Two issues possible (because it works with my setup): 1. The router does not have watchNodes capability, so it will not add any nodes to the f5 vxlan FDB 2. The f5 instance does not have the required 'sdn_services' license
(In reply to Rajat Chopra from comment #3) > Two issues possible (because it works with my setup): > > 1. The router does not have watchNodes capability, so it will not add any > nodes to the f5 vxlan FDB > 2. The f5 instance does not have the required 'sdn_services' license For #2, I checked the F5 license and sure the SDN service is in active modules. For #1, I'm not sure how to check or enable router watchNodes capability. Could you give more details? And I've found many logs in f5 router pod below: E1031 15:32:00.859667 1 reflector.go:203] github.com/openshift/origin/pkg/router/controller/factory/factory.go:76: Failed to list *api.Node: User "system:serviceaccount:default:router" cannot list all nodes in the cluster Maybe this is means router does not have watchNodes capability ?
Correct. The router does not have the right role to list/watch nodes. This was removed from the default system:router role, and we plan to create another role for F5 router now. Will mark this bug fixed when I create that PR.
PR https://github.com/openshift/origin/pull/11742 Also you need to start the router with more privileges e.g. oadm policy add-cluster-role-to-user system:sdn-reader system:serviceaccount:default:router
Rajat, I assume we are putting that in the F5 router docs? Will you please put the link to the docs PR here too.

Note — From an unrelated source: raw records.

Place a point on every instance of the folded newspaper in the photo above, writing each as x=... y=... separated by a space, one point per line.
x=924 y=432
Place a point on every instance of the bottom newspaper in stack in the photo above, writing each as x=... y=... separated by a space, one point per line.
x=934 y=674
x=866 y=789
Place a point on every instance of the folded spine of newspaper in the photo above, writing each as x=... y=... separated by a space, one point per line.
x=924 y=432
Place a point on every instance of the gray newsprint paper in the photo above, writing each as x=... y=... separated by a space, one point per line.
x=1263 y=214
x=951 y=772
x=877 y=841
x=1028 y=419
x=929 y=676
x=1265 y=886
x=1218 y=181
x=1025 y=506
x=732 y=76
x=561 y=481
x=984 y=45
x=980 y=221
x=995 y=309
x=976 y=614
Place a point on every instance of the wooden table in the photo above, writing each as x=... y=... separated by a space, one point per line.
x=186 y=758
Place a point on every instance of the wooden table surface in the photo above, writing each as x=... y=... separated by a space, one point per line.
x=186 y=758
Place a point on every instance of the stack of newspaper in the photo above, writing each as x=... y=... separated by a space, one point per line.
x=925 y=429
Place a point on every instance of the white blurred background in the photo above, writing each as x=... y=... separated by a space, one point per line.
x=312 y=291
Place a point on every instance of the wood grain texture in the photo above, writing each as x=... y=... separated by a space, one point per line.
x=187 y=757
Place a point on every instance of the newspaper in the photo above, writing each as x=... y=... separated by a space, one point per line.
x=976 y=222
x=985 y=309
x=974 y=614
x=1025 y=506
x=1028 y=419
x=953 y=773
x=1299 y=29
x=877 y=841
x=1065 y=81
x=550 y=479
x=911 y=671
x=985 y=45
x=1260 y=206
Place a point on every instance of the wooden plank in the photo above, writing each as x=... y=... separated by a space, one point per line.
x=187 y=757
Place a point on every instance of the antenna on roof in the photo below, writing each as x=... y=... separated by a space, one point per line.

Looks like PR 11742 is already merged in ocp-3.4.0.21, please give it a try.
PR https://github.com/openshift/origin/pull/11788 fixes the periodic error messages that you keep seeing on router re-launch.
PR for fixing the multitenancy issue: https://github.com/openshift/origin/pull/11817
This has been merged into ose and is in OSE v3.4.0.24 or newer.

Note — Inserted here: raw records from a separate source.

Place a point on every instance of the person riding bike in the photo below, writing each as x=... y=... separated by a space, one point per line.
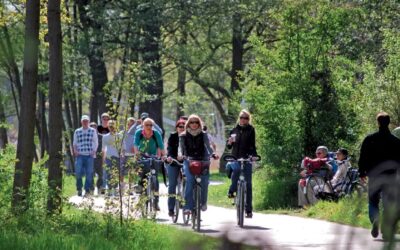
x=194 y=144
x=173 y=168
x=242 y=141
x=149 y=142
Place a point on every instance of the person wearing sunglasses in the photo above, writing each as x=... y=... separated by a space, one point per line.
x=149 y=142
x=194 y=145
x=242 y=141
x=322 y=159
x=173 y=168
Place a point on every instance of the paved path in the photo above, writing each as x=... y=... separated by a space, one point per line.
x=269 y=231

verified in 3.4.0.24 and the issue has been fixed. test steps: 1. oc annotate hostsubnet f5-server pod.network.openshift.io/fixed-vnid-host="true" 2. restart all openshift node service 3. ovs-ofctl dump-flows -O openflow13 br0 | grep table=8 cookie=0x0, duration=1569.500s, table=8, n_packets=133, n_bytes=5586, priority=100,arp,arp_tpa=10.1.5.0/24 actions=load:0->NXM_NX_TUN_ID[0..31],set_field:192.168.122.111->tun_dst,output:1 cookie=0x0, duration=1569.459s, table=8, n_packets=14963, n_bytes=1091250, priority=100,ip,nw_dst=10.1.5.0/24 actions=load:0->NXM_NX_TUN_ID[0..31],set_field:192.168.122.111->tun_dst,output:1 4. ping between pods in non-default namespace and F5 is reachable.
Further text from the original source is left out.